# Kindle 2 keeps restarting



## mowog74 (Dec 11, 2010)

I have a Kindle 2 that was dormant in a drawer for a couple of months while I did most of my reading on my iPhone. I went to charge up the Kindle the other day and as soon as the battery got some charge the Kindle went into this endless reboot cycle. I see the "Your Kindle is starting up" message, then the screen flashes black and white as usual, and the boot progress bar appears. But the progress bar only gets about 20% of the way across and the screen flashes again and I go back to "Your Kindle is starting up." This repeats over and over, never stopping (unless I take it off the charger and the battery dies completely some hours later).
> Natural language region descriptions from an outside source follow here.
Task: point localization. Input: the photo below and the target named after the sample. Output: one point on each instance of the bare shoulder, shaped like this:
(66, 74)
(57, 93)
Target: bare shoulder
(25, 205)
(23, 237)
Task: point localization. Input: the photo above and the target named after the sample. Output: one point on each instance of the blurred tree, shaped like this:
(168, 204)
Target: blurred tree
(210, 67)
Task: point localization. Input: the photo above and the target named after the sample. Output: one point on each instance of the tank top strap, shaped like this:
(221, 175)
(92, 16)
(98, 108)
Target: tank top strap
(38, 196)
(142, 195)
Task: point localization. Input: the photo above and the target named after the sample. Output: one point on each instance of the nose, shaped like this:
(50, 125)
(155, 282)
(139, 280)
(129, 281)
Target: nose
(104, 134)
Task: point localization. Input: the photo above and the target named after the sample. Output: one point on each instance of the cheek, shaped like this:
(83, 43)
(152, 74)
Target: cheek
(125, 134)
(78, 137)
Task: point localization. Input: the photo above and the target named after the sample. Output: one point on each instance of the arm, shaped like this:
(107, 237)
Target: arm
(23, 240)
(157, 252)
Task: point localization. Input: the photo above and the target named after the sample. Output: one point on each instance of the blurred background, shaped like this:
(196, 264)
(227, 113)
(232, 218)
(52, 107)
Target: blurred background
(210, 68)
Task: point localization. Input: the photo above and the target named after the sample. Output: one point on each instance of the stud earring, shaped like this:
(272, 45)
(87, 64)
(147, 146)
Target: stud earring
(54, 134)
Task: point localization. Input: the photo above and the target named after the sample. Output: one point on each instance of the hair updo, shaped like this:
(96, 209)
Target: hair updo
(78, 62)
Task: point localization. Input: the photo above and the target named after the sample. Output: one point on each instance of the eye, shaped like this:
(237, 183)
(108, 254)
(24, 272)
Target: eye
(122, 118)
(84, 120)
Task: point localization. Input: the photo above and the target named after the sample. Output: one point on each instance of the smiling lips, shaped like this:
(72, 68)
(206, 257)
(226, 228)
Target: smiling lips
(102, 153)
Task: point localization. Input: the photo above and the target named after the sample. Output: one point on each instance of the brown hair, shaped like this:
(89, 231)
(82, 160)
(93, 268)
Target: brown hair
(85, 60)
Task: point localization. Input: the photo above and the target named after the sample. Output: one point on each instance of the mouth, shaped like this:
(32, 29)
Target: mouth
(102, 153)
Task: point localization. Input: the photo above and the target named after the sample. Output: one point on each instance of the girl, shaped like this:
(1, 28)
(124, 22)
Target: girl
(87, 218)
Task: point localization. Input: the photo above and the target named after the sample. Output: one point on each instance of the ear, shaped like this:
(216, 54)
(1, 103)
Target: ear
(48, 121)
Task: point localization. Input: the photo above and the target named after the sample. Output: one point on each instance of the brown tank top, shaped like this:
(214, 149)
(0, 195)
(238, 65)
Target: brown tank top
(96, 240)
If I hold the home key down while it's trying to boot, I go straight to the "reset to factory defaults" screen (not straight into recovery mode, which I believe is what's supposed to happen). I've done this hard reset several times. Upon doing the hard reset, the Kindle then boots into recovery mode. From there I'm able to see the device on my computer and copy files to it, so I've tried updating to a freshly downloaded copy of the firmware. I used the instructions here: http://blogkindle.com/2009/03/kindle-2-recovery-mode/, both using the "1" key to update immediately and also just pressing "R" to restart. Neither gives any indication that the update has actually been applied, I just go right back into the same endless reboot cycle as before.

I talked to Kindle CS about this and they suggested the battery might be to blame, so I bought a replacement battery and have just installed it, and I'm still seeing the same behavior even after yet another hard reset and firmware update attempt. At this point I'm about ready to call it dead, although it seems such a shame since nothing really seems broken except the software! Does anyone have any other ideas? Thanks!

Mike


----------



## pidgeon92 (Oct 27, 2008)

I haven't heard this problem described before... I suggest you create the same thread on the MobileRead Kindle forums, where people with a lot of technical expertise hang out....


----------



## mowog74 (Dec 11, 2010)

Thank you!  I've posted over there and we'll see if anything comes up.


----------



## LauraElizabeth (Mar 19, 2010)

I had this problem last year with my Kindle2 (it was a replacement).....

They eventually had me to a factory restart which of course means you lose all your books and have to download them again but I did that and it worked. It has never done it again in about six month.


----------



## pidgeon92 (Oct 27, 2008)

Unless I'm misreading the OP's post, it appears that they have done the factory reset multiple times.


----------



## mowog74 (Dec 11, 2010)

Indeed I have, probably a dozen or so times at this point.  Thanks anyway though!


----------